In December, the American financial information website MarketWatch covered an intriguing development regarding Americans and their charitable giving.
According to a report from the Indiana University Lilly Family School of Philanthropy and Vanguard Charitable released in 2019, the percentage of Americans donating to charity fell substantially from 2000 to 2016.
As of 2016, 53 percent of Americans donated to charity, in contrast with the 66 percent who contributed in 2000. This original figure remained steady until the Great Recession hit America. The report’s co-author Una Osili, associate dean for research and international programs at the Lilly School, said this figure fell and then took a nosedive after 2010. The decline represents a whopping 20 million fewer households giving to charity in 2016.
Declining donations to charity make us wonder what could possibly be driving declining donations to charity.
Osili shared an interesting insight: “Attending services is correlated with giving to religious organizations, but it’s also correlated with giving to secular groups.” Charitable giving is a core value in most of the world’s major religions. A Baylor University study found that people of all religious backgrounds are more likely to donate to charity.

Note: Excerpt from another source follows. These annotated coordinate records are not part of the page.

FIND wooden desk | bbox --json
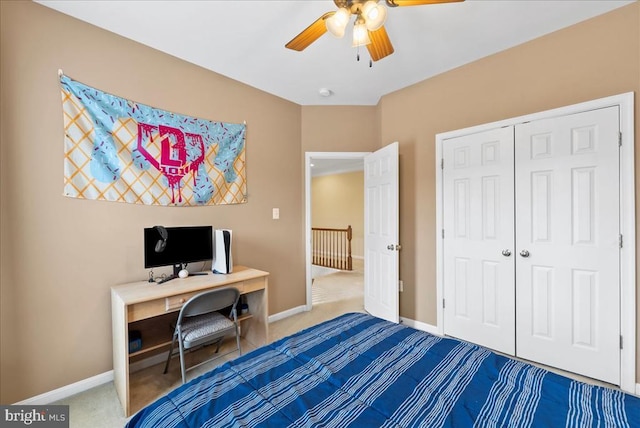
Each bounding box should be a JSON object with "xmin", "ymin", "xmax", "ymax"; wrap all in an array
[{"xmin": 111, "ymin": 266, "xmax": 269, "ymax": 416}]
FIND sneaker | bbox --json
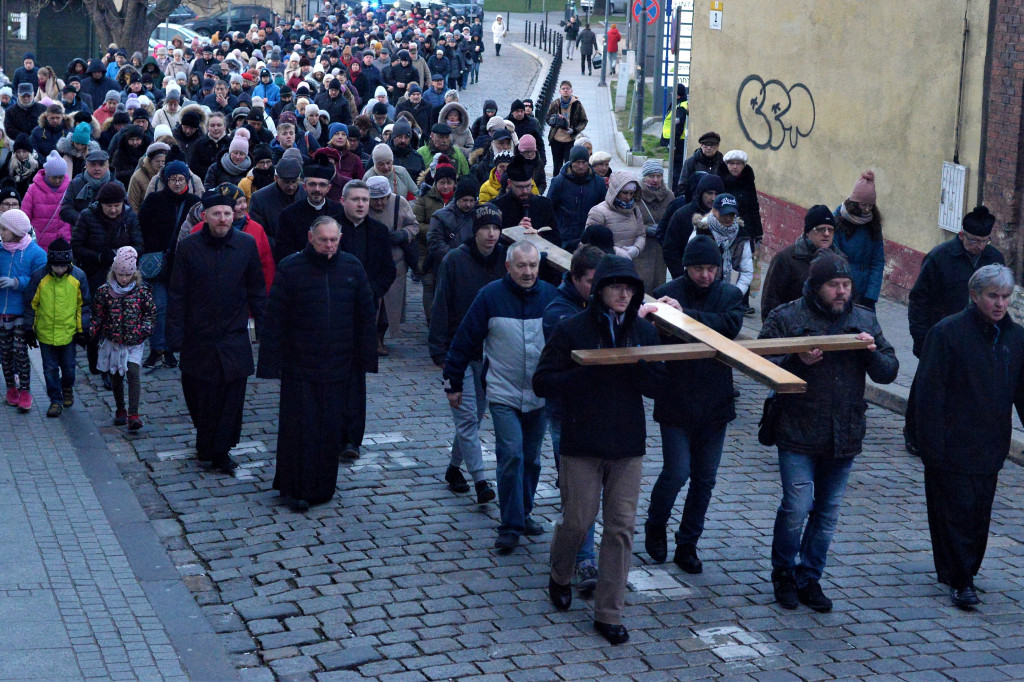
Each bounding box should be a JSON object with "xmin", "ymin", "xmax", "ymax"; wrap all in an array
[
  {"xmin": 643, "ymin": 521, "xmax": 669, "ymax": 563},
  {"xmin": 444, "ymin": 466, "xmax": 469, "ymax": 493},
  {"xmin": 949, "ymin": 585, "xmax": 981, "ymax": 608},
  {"xmin": 797, "ymin": 581, "xmax": 831, "ymax": 613},
  {"xmin": 142, "ymin": 350, "xmax": 164, "ymax": 370},
  {"xmin": 672, "ymin": 543, "xmax": 703, "ymax": 576},
  {"xmin": 577, "ymin": 563, "xmax": 597, "ymax": 597},
  {"xmin": 476, "ymin": 480, "xmax": 497, "ymax": 505},
  {"xmin": 495, "ymin": 530, "xmax": 519, "ymax": 554},
  {"xmin": 771, "ymin": 568, "xmax": 800, "ymax": 610},
  {"xmin": 522, "ymin": 517, "xmax": 544, "ymax": 537}
]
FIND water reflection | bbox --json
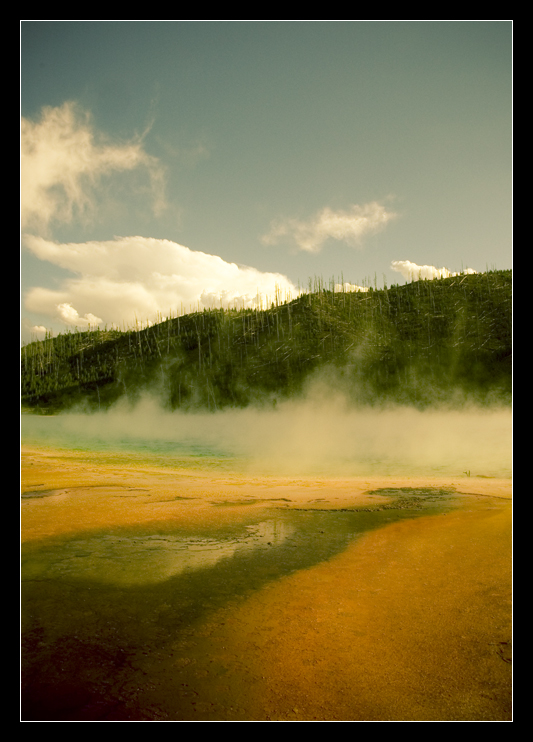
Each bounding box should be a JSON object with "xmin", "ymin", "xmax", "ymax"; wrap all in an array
[{"xmin": 23, "ymin": 520, "xmax": 294, "ymax": 587}]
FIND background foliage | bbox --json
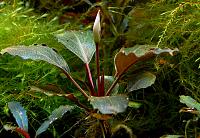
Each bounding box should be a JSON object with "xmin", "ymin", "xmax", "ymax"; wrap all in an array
[{"xmin": 0, "ymin": 0, "xmax": 200, "ymax": 138}]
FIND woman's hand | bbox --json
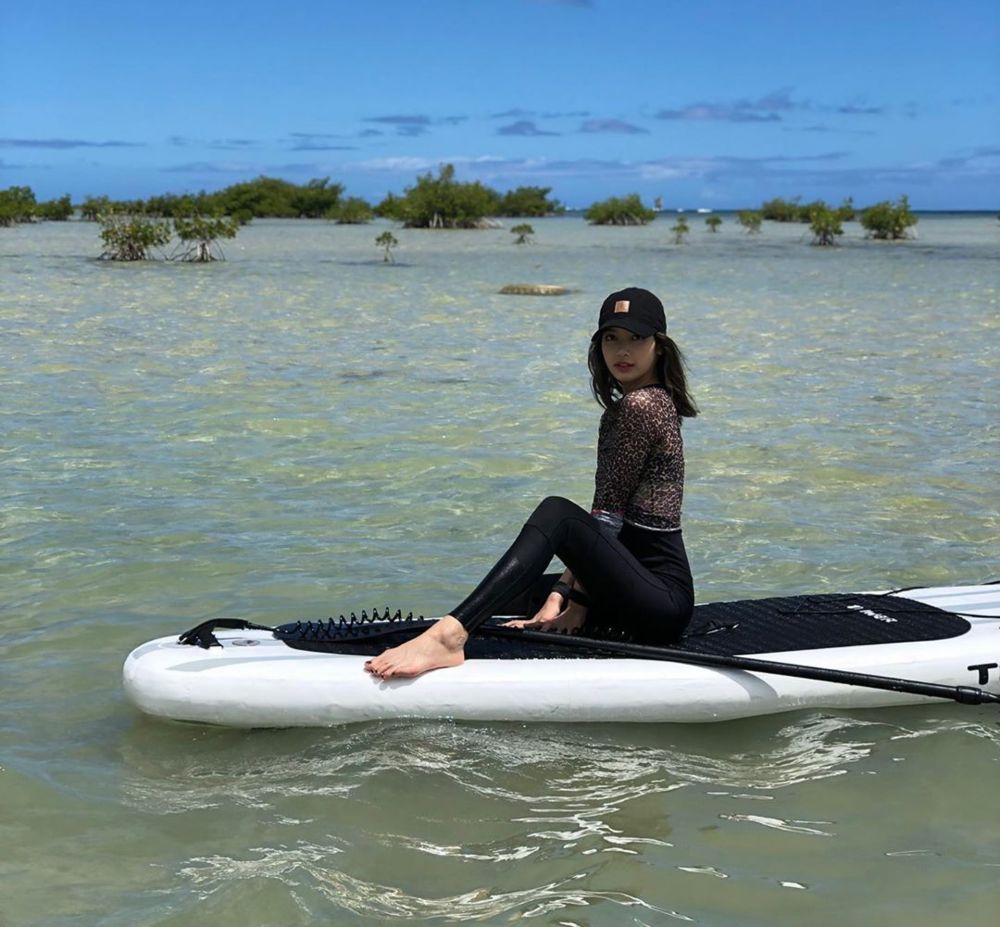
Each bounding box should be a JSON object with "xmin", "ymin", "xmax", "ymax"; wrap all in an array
[{"xmin": 503, "ymin": 594, "xmax": 587, "ymax": 634}]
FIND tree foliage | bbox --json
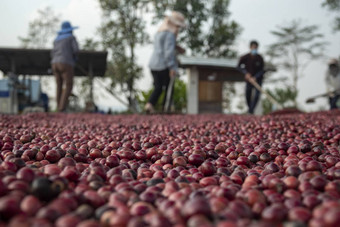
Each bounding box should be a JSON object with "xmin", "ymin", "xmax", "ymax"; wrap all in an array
[
  {"xmin": 18, "ymin": 7, "xmax": 59, "ymax": 48},
  {"xmin": 99, "ymin": 0, "xmax": 148, "ymax": 112},
  {"xmin": 322, "ymin": 0, "xmax": 340, "ymax": 31},
  {"xmin": 267, "ymin": 20, "xmax": 326, "ymax": 105}
]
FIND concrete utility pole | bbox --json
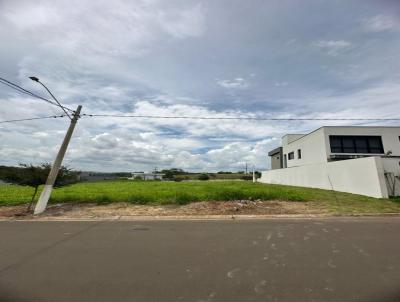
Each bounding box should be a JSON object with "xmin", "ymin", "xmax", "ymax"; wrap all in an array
[{"xmin": 34, "ymin": 105, "xmax": 82, "ymax": 215}]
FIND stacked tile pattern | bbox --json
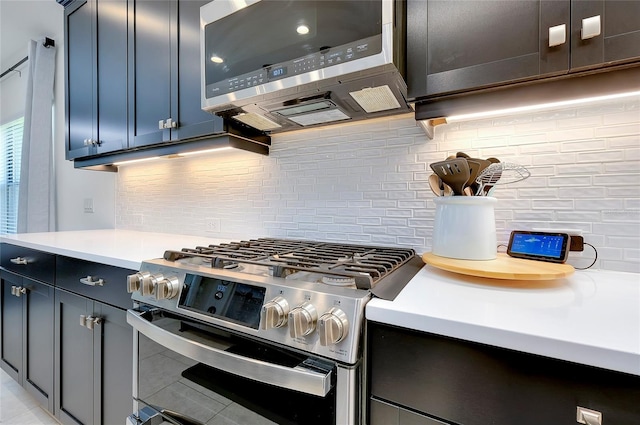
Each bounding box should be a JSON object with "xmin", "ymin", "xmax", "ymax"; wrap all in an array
[{"xmin": 116, "ymin": 98, "xmax": 640, "ymax": 272}]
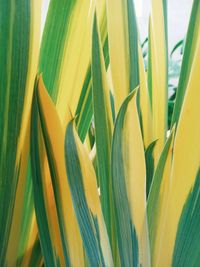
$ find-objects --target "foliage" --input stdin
[0,0,200,267]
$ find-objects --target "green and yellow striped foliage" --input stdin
[0,0,200,267]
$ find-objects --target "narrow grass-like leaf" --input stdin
[37,78,83,266]
[111,91,150,266]
[65,122,113,266]
[145,141,156,198]
[107,0,139,112]
[148,0,168,163]
[172,171,200,267]
[0,0,40,266]
[171,0,200,126]
[147,132,174,266]
[31,84,57,266]
[92,12,112,243]
[157,36,200,266]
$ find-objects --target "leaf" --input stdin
[171,0,200,127]
[0,0,40,265]
[65,122,113,266]
[145,141,156,198]
[92,11,112,241]
[111,91,150,266]
[157,34,200,265]
[31,77,83,266]
[106,0,139,112]
[172,171,200,267]
[148,0,168,164]
[147,131,174,266]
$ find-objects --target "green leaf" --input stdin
[172,170,200,267]
[171,0,200,127]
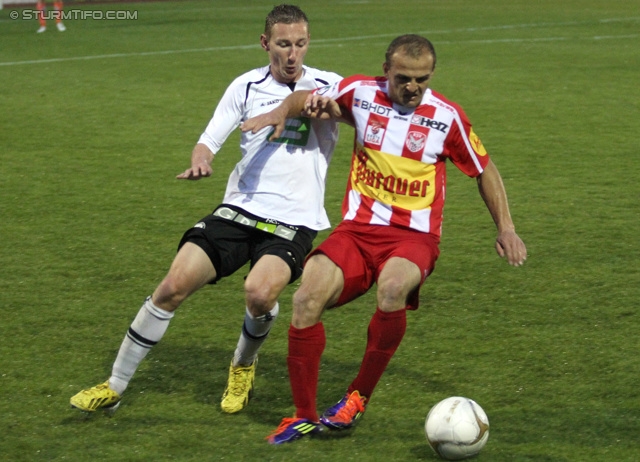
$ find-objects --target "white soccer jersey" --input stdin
[198,66,341,230]
[318,75,489,237]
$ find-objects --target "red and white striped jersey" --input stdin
[316,75,489,237]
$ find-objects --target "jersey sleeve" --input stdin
[198,79,244,154]
[444,106,489,178]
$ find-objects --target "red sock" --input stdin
[287,322,326,422]
[348,308,407,399]
[36,2,47,27]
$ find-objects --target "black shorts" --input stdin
[178,204,318,284]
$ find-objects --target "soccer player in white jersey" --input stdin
[242,35,526,444]
[71,4,340,413]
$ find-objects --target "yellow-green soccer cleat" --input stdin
[70,380,120,414]
[220,358,258,414]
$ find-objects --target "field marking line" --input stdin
[0,17,640,67]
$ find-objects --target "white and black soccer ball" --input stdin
[424,396,489,460]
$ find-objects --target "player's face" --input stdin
[260,22,309,83]
[382,50,433,108]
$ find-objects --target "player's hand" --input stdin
[176,163,213,180]
[302,93,342,119]
[240,109,287,141]
[496,231,527,266]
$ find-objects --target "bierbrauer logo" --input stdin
[9,10,138,21]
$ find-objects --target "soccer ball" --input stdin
[424,396,489,460]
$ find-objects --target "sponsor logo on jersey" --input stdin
[469,128,487,156]
[260,99,282,107]
[364,121,385,145]
[411,114,449,133]
[404,131,427,152]
[351,146,435,210]
[353,98,392,117]
[315,85,333,95]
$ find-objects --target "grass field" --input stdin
[0,0,640,462]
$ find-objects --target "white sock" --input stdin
[109,297,173,395]
[233,302,280,366]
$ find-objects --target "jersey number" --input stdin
[267,117,311,146]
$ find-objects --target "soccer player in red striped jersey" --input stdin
[243,35,526,444]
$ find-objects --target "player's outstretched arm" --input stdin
[240,90,311,141]
[176,143,213,180]
[478,161,527,266]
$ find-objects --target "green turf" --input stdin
[0,0,640,462]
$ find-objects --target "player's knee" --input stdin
[244,283,279,316]
[153,274,189,311]
[377,278,409,311]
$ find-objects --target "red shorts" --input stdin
[307,220,440,310]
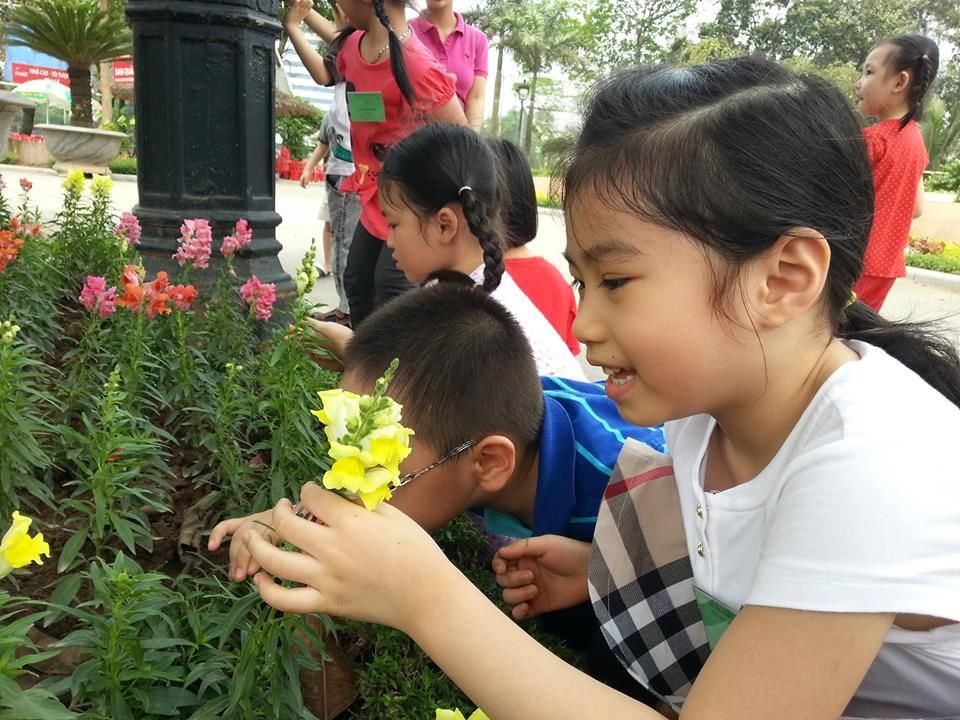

However, religious devotion in America has changed significantly in recent years. The portion of the population who identifies as an atheist, agnostic or “nothing in particular” has grown from 17 percent in 2009 to 26 percent in the present, according to surveys from the Pew Research Center. Sixty-five percent of Americans identify as Christian, marking a 12 percent decline since 2009, according to Pew.
Traditionally, religious organizations have received the bulk of Americans’ charitable donations. Along with the general decline in giving, the amount of donations to religious organizations has been declining. Although religious groups were the primary recipients of charitable dollars in 2018, it was the first year that religious donations fell under 30 percent according to a Giving USA annual report on philanthropy.
This leads us to ask why this decline is occurring. The Lilly School report found that millennials are giving less of their income to charity than their baby boomer and Generation X predecessors. Indeed, the Great Recession has significantly affected people’s economic prospects. With an increased cost of living concerning education, food, housing, and healthcare, younger Americans are especially pinched when it comes to spending their money on charity.
Time will tell if millennials will pick up their charitable giving. Nevertheless, this is a worrying trend. Charitable giving has been a hallmark of American civic culture — it played a massive role in providing aid to millions of Americans before the advent of the welfare state. Sadly, the welfare state has become so ingrained throughout American culture that it has crowded out certain social services that private institutions used to provide.
Policymakers should strongly consider tax reform, containing inflation, and deregulating housing as a means of making the cost of living more manageable, while also providing a robust economy. From there, millennials will be able to have enough disposable income and time to pitch into charities and other related activities outside of the workplace.